Freedom Hosting 2: Overview
I’m a little late to the party on this post, but Freedom Hosting 2—a notorious shared hosting service on the dark web—was anonymously hacked in 2017. The hacker posted a dump of the databases and some of the configuration and code from the server. In this post, I’ll crack into the dump and show you a bit of my analytic process to make sense of this large mass of data.
Freedom Hosting 2 was compromised by an anonymous hacker. Wired magazine picked up the story on February 6th, 2017, but the files indicate that the site was defaced on February 3rd. I’m not sure how long the hacker had access before making his/her presence known.
The hacker defaced the website and held the files for ransom at first. Later, he/she released a SQL database dump and a largely redacted tarball of the server’s filesystem. The hacker removed all of the customers’ home directories because the hacker claimed there was an excessive amount of child exploitation material on Freedom Hosting. This is a claim I will evaluate as I dig into the data, but as a quick spoiler alert: yes, FH2 was serving massive amounts of child exploitation content.

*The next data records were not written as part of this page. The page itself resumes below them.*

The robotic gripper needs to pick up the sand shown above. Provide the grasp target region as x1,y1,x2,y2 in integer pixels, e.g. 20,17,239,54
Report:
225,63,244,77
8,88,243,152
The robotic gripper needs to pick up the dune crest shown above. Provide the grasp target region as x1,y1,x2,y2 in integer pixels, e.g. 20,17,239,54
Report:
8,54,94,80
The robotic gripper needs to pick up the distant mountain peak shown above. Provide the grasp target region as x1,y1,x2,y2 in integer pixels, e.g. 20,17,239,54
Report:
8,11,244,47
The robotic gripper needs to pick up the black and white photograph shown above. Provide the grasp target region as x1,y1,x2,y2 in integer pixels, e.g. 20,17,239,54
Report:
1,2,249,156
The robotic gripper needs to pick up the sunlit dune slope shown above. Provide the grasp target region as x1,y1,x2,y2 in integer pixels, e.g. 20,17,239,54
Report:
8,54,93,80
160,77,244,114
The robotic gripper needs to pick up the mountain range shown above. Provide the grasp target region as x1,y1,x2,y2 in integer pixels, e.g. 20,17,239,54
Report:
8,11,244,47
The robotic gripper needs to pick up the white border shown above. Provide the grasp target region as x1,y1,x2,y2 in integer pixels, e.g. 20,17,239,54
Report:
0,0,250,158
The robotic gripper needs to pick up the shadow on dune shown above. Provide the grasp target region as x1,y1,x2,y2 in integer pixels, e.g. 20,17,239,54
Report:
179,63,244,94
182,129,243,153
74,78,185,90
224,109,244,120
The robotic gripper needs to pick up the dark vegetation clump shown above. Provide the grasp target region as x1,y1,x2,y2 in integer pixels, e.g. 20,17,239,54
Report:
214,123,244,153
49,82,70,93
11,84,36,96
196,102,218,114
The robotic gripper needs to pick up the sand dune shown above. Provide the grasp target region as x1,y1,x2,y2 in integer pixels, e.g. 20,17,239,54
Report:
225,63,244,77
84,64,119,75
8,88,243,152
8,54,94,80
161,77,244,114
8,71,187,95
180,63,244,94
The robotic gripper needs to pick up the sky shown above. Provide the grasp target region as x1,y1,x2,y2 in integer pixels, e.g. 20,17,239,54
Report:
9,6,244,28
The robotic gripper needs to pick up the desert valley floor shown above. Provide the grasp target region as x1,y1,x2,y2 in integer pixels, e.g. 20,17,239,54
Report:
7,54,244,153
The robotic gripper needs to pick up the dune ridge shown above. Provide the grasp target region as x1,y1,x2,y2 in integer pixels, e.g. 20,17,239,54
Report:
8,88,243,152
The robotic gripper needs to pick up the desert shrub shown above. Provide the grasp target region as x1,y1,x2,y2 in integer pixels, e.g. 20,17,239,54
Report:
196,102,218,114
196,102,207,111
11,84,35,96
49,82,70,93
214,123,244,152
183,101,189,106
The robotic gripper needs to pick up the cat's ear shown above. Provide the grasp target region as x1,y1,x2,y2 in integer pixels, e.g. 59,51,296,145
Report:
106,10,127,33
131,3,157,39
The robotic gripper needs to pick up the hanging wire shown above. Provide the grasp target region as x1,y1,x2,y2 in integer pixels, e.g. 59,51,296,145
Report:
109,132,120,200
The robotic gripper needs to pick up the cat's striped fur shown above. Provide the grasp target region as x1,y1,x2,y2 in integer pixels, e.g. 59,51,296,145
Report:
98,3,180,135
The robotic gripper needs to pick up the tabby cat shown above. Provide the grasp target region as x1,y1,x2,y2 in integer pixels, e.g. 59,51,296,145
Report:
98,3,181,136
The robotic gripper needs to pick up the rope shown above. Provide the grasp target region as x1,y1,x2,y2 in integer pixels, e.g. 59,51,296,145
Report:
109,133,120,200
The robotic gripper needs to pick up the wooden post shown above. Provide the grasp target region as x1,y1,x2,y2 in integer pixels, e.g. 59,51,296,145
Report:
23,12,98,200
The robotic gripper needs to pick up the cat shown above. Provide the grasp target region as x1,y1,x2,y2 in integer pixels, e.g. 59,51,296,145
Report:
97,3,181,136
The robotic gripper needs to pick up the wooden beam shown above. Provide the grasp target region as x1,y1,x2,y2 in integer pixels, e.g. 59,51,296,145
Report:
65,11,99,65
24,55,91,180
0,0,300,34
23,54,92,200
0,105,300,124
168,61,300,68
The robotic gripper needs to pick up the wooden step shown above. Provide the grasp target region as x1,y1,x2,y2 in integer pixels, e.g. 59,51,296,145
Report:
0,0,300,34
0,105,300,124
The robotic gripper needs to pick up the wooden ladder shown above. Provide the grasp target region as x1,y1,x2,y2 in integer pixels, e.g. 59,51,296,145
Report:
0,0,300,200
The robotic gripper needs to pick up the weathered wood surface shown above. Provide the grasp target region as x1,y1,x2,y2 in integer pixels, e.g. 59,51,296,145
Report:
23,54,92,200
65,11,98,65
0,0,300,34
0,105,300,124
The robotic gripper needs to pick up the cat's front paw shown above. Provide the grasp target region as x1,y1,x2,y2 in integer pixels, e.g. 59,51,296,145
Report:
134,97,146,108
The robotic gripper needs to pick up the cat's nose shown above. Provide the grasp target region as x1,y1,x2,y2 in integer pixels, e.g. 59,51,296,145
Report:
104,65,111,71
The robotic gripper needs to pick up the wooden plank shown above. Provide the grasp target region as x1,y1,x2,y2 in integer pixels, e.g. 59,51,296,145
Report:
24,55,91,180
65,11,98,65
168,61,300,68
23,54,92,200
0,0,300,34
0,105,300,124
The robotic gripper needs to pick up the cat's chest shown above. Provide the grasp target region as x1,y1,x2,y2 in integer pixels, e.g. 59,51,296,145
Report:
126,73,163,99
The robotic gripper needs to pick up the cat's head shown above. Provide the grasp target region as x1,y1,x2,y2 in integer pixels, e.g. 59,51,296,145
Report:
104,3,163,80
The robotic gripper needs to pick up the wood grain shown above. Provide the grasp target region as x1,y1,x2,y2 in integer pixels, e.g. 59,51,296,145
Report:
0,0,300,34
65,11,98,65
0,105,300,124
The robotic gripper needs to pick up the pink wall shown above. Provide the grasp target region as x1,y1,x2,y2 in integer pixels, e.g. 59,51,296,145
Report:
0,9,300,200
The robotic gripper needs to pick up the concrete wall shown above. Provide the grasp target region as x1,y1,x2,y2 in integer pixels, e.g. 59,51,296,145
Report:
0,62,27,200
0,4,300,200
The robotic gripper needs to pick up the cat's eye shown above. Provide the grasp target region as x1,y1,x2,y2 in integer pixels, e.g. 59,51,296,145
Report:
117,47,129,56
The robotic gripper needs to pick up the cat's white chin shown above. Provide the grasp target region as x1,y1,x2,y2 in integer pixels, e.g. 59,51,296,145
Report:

Prior to the hack, Sarah Jamie Lewis had estimated that Freedom Hosting 2 was hosting 20% of all dark web sites. Soon after the hack, a few people published cursory analyses, but I have yet to see a real deep dive into this dataset. Therefore, this post is a step in that direction. I have a few ideas for follow up posts, so let us know on Twitter if you like this topic and want to see more.
A few disclaimers:
Freedom Hosting 2 did host a lot of horrible content, including child exploitation, human trafficking, nazism, and more. I will include warnings before discussing any of that content in greater detail, but be aware that it will be discussed.
I ordinarily do not condone the analysis and dissemination of stolen data. Just because something is stolen and published does not automatically make it fair game for all of us in the public to pry into. In this case, I am making an exception because Freedom Hosting 2 clearly served a lot of illicit and illegal content, and so this is a rare glimpse deep into the innards of the worst parts of the dark web. I will however avoid publishing any personally identifying details.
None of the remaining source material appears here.